While there are no dedicated tourist buses to the places of interest in the district, taxis may be hired at Phulbani or Balliguda. There is no railway route in the district.

==Health facilities==
There are fourteen hospitals:
- District Headquarters Hospital, Phulbani
- Sub Divisional Hospital, Balliguda
- Community Health Centre, Subarnagiri
- Community Health Centre, Tumudibandha
- Community Health Centre, Barakhama
- Community Health Centre, Daringbadi
- Community Health Centre, K.Nuagaon
- Community Health Centre, Raikia
- Community Health Centre, G.Udayagiri
- Community Health Centre, Brahamanpad
- Community Health Centre, Tikabali
- Community Health Centre, Gumagarh
- Community Health Centre, Phiringia
- Community Health Centre, Khajuripada

==Communal unrest and insurgency==

On 25 December 2007, ethnic conflict broke out between Khond tribals and Pano Scheduled Caste people in Kandhamals.

In April 2010, a special "fast track" court in Phulbani convicted 105 people. Ten people were acquitted due to lack of evidence.

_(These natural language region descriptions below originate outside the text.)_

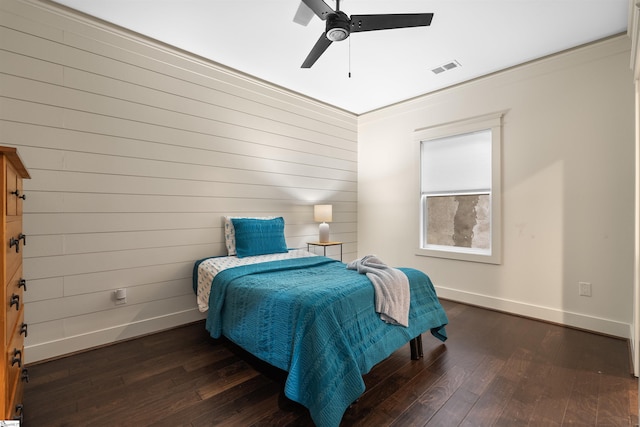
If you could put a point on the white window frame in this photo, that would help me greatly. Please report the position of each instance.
(493, 122)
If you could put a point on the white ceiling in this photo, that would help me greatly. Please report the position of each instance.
(260, 38)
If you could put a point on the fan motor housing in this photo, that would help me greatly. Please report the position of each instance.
(338, 26)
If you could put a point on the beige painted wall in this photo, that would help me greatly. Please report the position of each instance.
(136, 151)
(567, 181)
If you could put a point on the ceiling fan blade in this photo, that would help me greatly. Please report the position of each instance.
(303, 14)
(318, 49)
(389, 21)
(319, 7)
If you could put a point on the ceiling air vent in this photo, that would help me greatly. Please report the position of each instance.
(446, 67)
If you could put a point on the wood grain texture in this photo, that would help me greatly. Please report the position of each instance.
(494, 370)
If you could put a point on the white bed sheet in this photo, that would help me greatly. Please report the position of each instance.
(208, 269)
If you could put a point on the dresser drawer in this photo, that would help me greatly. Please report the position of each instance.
(15, 359)
(14, 253)
(15, 301)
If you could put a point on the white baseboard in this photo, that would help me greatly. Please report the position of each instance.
(576, 320)
(68, 345)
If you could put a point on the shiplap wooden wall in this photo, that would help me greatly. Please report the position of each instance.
(136, 151)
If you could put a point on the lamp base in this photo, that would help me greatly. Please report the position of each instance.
(324, 232)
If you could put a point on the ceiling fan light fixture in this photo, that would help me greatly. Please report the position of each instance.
(337, 34)
(338, 26)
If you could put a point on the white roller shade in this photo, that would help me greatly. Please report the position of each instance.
(457, 163)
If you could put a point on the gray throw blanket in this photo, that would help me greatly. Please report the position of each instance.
(391, 286)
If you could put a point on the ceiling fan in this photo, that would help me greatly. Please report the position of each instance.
(339, 25)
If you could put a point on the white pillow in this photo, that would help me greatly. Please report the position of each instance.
(230, 232)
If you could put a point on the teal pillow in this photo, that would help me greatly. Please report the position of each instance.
(259, 236)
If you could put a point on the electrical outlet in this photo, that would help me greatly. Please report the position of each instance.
(584, 289)
(120, 296)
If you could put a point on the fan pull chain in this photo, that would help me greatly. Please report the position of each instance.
(349, 57)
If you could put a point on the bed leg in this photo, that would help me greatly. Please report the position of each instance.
(416, 348)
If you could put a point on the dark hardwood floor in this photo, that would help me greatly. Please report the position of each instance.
(495, 370)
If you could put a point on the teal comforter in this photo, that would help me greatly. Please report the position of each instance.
(315, 319)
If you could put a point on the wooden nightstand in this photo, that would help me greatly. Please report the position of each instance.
(324, 246)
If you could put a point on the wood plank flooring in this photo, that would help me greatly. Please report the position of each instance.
(494, 370)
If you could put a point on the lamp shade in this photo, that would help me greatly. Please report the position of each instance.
(322, 213)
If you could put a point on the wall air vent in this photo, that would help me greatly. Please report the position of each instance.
(445, 67)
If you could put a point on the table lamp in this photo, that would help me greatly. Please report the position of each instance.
(323, 214)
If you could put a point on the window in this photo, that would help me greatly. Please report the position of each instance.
(460, 189)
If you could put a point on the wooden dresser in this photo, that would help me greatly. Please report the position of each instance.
(13, 329)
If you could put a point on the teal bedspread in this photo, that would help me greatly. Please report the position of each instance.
(315, 319)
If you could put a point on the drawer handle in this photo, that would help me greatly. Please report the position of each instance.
(17, 194)
(15, 299)
(14, 242)
(19, 413)
(17, 358)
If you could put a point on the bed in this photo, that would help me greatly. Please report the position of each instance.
(308, 315)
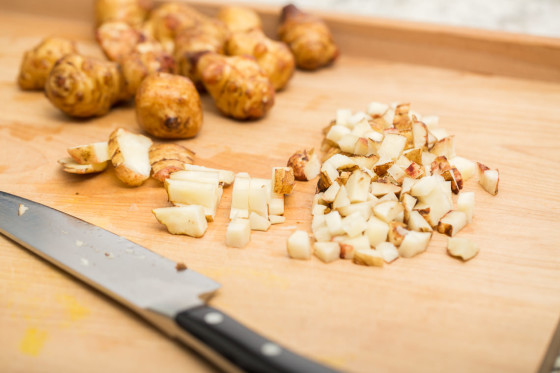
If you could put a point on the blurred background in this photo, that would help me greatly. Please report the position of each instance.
(536, 17)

It is currently a part of the Red Corridor of India, an area with significant Maoist insurgency activity. The hilly and forested interior of Kandhamal has provided cover for small units of the Communist Party of India (Maoist), particularly the Kalahandi–Kandhamal–Boudh–Nayagarh (KKBN) division, which have been involved in attacks on security forces, road construction work and local political actors. On 27 November 2010, suspected Maoist rebels detonated a roadside landmine near Brahmanigaon, blowing up an ambulance and killing at least five people, including two women and a child. In July 2011, three landmines planted by Maoists exploded during a combing operation in the Sonepur Ghati forest of Daringbadi area, injuring two security personnel, and in October 2011 police recovered nearly 100 kg of explosives and landmines from a road near Godibali village in Daringbadi block, averting what authorities described as a major attack.